Kupiłam go bo wydawał mi się jaśniejszą wersją mystic, a stwierdziłam że na mojej skórze nawet ten korygujący w gruncie rzeczy odcień byłby zbyt intensywny - i tak właśnie jest! używam podkładu w odcieniu sand, bronzera dla wyrównania kolorytu twarzy no i ten puder.
Acha! Wyjęłam z niego wszystkie białe kulki i teraz daje fajne wykończenie! używam go na dzień, puder matuje, doskonale utrwala makijaż (sprawdzałam latem i byłam baardzo zaskoczona na plus), daje efekt leciutkiego glow. Fantastyczne są te złote kuleczki - one nadają cały blask w tej wersji pudru, fioletowe są tak jak i białe matowe, a zielone i różowe opalizujące. Polecam jako puder sypki. Wersja beż schic, którą używam na zmianę z tym pudrem jest w porównaniu z nią bardziej transparentna i migotliwa. Te pastele sa opalizujące, a znikome drobinki które połyskuja na twarzy są bardziej platynowe niz złote.
Ja odkrywam go za każdym razem na nowo.

Wydałam na niego 160 zł na allegro i nie żałuję, ale ja lubie eksperymenty.
Używam tego produktu od: 3 miesięcy
Ilość zużytych opakowań: w trakcie pierwszego

5 /5

Kupi ponownie

Używa produktu od: nie określono

Kupiony w: Nie podano

Ocena szczegółowa:

Moj KWC!!!

Ten puder był strzałem w dziesiątkę! Idealnie pasuje do mojej karnacji.
Cudownie rozjasnia twarz,kryje wszelkie niedoskonalosci. Twarz staje sie szlachetna, gladka, jednolita,promienna i swieza :D

Buzia wyglada jakby byla otoczona delikatnym kryształkiem lodu :) Slyszalam juz dzieki Niemu wiele
komplementow na temat swojego wyglądu i cery :)
Poza tym lekko utrwala makijaż i ma nieziemski zapach :D

Używam tego produktu od: miesiąca
Ilość zużytych opakowań:1

3 /5

Nie wie, czy kupi ponownie

Używa produktu od: nie określono

Kupiony w: Nie podano

Ocena szczegółowa:

Kolejny do kolekcji

Kupiłam pod wpływem zachwytów na wizażu i też dlatego, że trafiła się okazja kupić go dość tanio za ok. 130zł z wysyłką. Dla tych, którzy maja wątpliwości czy puder pobiela czy nie-owszem pobiela. Używam odcienia 180 revlona colorstaya, może jest ciut za ciemny na zime, ale ogólnie ok. I mimo, że nie mam ciemnej czy śniadej karnacji, pastele mnie rozjaśniają. Dają jasny, srebrzysty efekt na skórze. Taka lekko zmrożona twarz. Są bardziej widoczne niż np. beige chic, bardziej widać drobinki i sam efekt można zauważyć "gołym okiem" nawet jak nie świeci słońce. Nie podoba mi się w nich i to bardzo, że dość widocznie podkreślają rozszerzone pory. Może z czasem moja ocena się zmieni, ale narazie tylko 3.

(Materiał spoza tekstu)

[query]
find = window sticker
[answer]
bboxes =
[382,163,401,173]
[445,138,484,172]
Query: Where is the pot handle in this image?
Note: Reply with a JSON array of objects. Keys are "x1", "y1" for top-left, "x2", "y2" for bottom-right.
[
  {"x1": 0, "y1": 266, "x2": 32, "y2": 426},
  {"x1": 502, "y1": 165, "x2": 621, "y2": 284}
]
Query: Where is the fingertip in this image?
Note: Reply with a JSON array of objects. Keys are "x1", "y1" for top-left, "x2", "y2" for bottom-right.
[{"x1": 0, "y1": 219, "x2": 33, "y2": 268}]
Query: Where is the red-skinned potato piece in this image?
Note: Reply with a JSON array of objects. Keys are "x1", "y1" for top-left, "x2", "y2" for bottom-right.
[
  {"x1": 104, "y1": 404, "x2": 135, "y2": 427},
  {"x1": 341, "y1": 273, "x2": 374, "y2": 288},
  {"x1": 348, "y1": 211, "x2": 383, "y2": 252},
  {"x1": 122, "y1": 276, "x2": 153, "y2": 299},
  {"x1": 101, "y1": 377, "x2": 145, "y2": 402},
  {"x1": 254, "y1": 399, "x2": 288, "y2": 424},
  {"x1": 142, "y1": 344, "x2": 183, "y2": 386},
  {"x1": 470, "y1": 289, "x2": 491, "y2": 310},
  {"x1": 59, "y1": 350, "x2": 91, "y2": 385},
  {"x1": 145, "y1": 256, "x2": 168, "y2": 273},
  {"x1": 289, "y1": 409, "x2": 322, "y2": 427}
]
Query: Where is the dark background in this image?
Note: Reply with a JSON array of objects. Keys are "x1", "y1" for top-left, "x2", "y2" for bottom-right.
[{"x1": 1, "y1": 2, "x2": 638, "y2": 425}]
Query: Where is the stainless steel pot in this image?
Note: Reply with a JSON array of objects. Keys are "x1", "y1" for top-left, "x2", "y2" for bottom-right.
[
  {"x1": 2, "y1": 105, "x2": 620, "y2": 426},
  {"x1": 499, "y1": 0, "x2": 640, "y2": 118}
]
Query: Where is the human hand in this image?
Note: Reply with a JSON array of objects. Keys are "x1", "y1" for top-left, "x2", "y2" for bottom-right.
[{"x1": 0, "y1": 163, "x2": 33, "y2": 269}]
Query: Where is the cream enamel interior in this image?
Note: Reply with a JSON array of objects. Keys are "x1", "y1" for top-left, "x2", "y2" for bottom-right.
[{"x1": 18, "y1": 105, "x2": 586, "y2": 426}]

Używam tego produktu od:jakieś 2 tygodnie
Ilość zużytych opakowań:w trakcie

4 /5

Kupi ponownie

Używa produktu od: nie określono

Kupiony w: Nie podano

Ocena szczegółowa:

Królowa śniegu

Meteoryty kolekcjonuję od 12 lat, więc nie mogło w moich zbiorach zabraknąć i tej wersji (tym bardziej, że firma Guerlain od lat nie rozpieszczała nas: bladolicych, chłodnych, różowych "porcelanek", wypuszczając na rynek kolejne wariacje meteorków w ciepło-złotych lub w najlepszym razie chłodnych lecz zbyt różowych odcieniach, jak Winter Radiance).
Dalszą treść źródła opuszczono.